Chef and the Farmer's menu, as Howard says, is inspired by the region around her but includes her own contemporary vision integrated in age-old favorites like collards, sweet potatoes, turnips and sausage.

"Chef and the Farmer's menu is really rooted in the region's ingredients. We work with things that are traditionally grown there and ingredients that people who live there understand, and we put our own spin on things," Howard says.

But Howard and Knight were aware that a child's food palate may not be sophisticated enough for seared yellowfin tartare or a pan roasted chicken breast with sorghum grain and glazed figs. Howard remembers, as a child, grumpily pouting in oyster bars as her parents enjoyed raw and steamed oysters, but there was nothing on the menu fit for a picky eater.

Enter: The Boiler Room, just down the street from Chef and the Farmer. It serves to fill another need: a family-oriented neighborhood eatery with something for everyone, even kids.

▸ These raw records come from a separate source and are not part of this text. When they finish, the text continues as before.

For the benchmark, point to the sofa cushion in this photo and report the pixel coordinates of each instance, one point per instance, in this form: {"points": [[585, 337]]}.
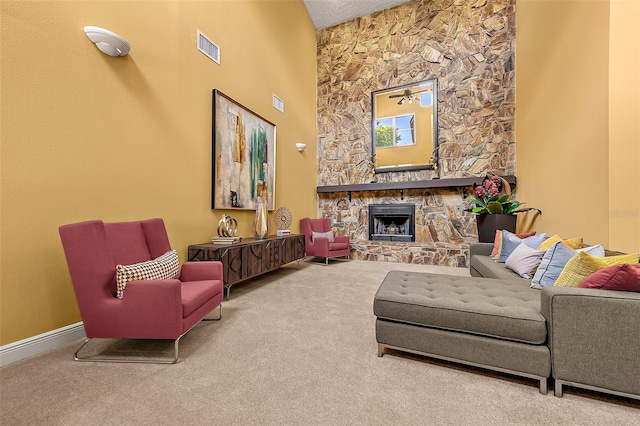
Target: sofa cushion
{"points": [[196, 293], [328, 235], [504, 309]]}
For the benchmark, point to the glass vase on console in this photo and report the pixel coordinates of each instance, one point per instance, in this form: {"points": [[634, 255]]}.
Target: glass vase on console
{"points": [[261, 222]]}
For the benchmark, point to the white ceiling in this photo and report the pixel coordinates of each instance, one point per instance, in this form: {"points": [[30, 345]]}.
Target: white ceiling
{"points": [[326, 13]]}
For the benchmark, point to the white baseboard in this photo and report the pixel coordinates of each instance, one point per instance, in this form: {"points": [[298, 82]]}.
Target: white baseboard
{"points": [[42, 342]]}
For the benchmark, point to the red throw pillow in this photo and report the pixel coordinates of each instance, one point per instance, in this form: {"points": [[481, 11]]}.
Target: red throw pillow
{"points": [[622, 277]]}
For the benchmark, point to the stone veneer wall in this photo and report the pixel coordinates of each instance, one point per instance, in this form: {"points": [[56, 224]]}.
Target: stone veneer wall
{"points": [[469, 46]]}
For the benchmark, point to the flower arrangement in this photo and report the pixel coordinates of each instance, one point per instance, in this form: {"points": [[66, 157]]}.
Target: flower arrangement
{"points": [[490, 198]]}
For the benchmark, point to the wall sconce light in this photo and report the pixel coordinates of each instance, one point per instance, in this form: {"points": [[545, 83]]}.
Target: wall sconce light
{"points": [[107, 41]]}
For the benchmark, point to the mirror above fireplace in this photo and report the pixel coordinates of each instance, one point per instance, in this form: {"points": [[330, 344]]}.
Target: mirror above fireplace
{"points": [[404, 126]]}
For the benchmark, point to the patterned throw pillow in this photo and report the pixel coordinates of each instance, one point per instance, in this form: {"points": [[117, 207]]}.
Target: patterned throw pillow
{"points": [[161, 268], [523, 260], [583, 265], [328, 235]]}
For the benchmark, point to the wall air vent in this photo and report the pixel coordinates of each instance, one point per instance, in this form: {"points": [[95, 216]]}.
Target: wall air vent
{"points": [[208, 47], [278, 103]]}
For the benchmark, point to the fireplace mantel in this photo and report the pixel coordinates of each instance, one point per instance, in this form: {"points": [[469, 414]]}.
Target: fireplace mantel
{"points": [[401, 186]]}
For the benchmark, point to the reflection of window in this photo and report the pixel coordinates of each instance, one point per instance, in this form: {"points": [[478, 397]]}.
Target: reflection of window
{"points": [[426, 99], [395, 131]]}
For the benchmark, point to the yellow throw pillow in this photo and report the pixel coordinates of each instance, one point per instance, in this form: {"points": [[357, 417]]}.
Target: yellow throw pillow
{"points": [[583, 264], [574, 243]]}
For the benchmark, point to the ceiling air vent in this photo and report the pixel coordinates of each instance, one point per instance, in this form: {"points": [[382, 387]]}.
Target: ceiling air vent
{"points": [[278, 103], [208, 47]]}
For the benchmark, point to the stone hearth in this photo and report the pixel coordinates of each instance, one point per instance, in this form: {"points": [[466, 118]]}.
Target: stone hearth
{"points": [[443, 231]]}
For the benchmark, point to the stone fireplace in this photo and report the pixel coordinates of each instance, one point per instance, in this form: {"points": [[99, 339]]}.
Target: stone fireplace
{"points": [[470, 48], [392, 222]]}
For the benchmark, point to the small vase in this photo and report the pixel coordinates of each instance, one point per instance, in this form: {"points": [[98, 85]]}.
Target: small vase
{"points": [[489, 223], [261, 221]]}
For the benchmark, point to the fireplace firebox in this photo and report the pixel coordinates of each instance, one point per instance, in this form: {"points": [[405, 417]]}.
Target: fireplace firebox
{"points": [[392, 222]]}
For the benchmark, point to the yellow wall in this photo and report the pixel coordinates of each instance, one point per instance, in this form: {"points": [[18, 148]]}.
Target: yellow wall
{"points": [[624, 126], [87, 136], [562, 115]]}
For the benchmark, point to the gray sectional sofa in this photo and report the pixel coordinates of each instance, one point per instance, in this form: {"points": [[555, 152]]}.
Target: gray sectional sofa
{"points": [[579, 337]]}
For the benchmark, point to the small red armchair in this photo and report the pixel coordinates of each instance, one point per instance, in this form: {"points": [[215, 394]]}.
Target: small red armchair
{"points": [[165, 308], [321, 245]]}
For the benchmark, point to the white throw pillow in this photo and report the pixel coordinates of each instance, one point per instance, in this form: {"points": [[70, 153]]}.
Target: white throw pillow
{"points": [[510, 241], [523, 260], [328, 235]]}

Oysters are ordered by the half or whole peck and come raw or steamed. Howard has stuck to the rituals of oyster bars that she grew up with. "The Boiler Room is inspired by this steamed oyster bar tradition in the Carolinas where you order oysters by the peck or the half-peck, rare, medium or well. They come to you steamed and someone shucks them in front of you while they're still warm and you eat them with cocktail sauce, saltines and drawn butter," Howard says. "And I love that whole ritual." So after a decade of operating restaurants, Howard and Knight have grown as restaurateurs and managers and continue to strive for greatness.

"Over the years we've developed an identity a more a clear mission, better staff," Knight says. "At this point the process is not so much opening a great new restaurant it's trying to join the small number of great restaurants that's been around for a generation or two."

Vivian Howard
  • Vivian Howard

Howard has since ventured into writing and publishing. Her new book, Deep Run Roots, is, as she states on her website, part story, part history and part recipes. Each chapter opens up with a story about a different food, integrated with personal anecdotes and important messages.

"I really love the oyster opening. I love the rice opening as well as the apple opening," Howard says. "Then the rice story is a really personal story with a universal message about daughters' relationships with their mothers. The apple chapter opener is about apple jacks and the woman who taught me how to make them."

But it wasn't all fun and games for Howard as she had to remove herself from her restaurants and place others in charge while writing and editing the manuscript. However, her labor of love resulted in a touching and personally-applicable book that's now being followed up with a 20-city, nine-week food truck tour up and down the eastern United States.

With truck manager Casey Atwater and a dedicated team, Howard has embarked on a trip that no cookbook-touring chef has done. Instead of cooking out of unfamiliar kitchens and producing $60-$100 meals, Howard has taken matters into her own hands.

"The thought was one, she would have the kitchen with her that she would know, what capability it had," Atwater says. "Two, it's a novel idea. Nobody's ever done it. Food trucks seem to remain really popular throughout everywhere we've been. It's a tangible thing that people can look at and it's got beautiful graphics on the side of it that help tell the story she's trying to tell."

At each stop of the tour, Howard and her team are teaming up with bookstores and grocery stores and doling out the dishes most representative of their neck of the woods. Atwater says that she's presenting food that matters; it's comes from a good place while being humble, yet elegant.

Then Howard and her team return home from the tour in late November. So far, it's been wildly successful.

"She [Howard] has high expectation with what we're all doing but they're realistic and honestly once we all have everything done and we've worked hard and accomplished what we've set out to do each day, she's a lot of fun," Atwater says. "She's great to work with. She's a driver-type personality but I think that's required with the work she does and she does that gracefully."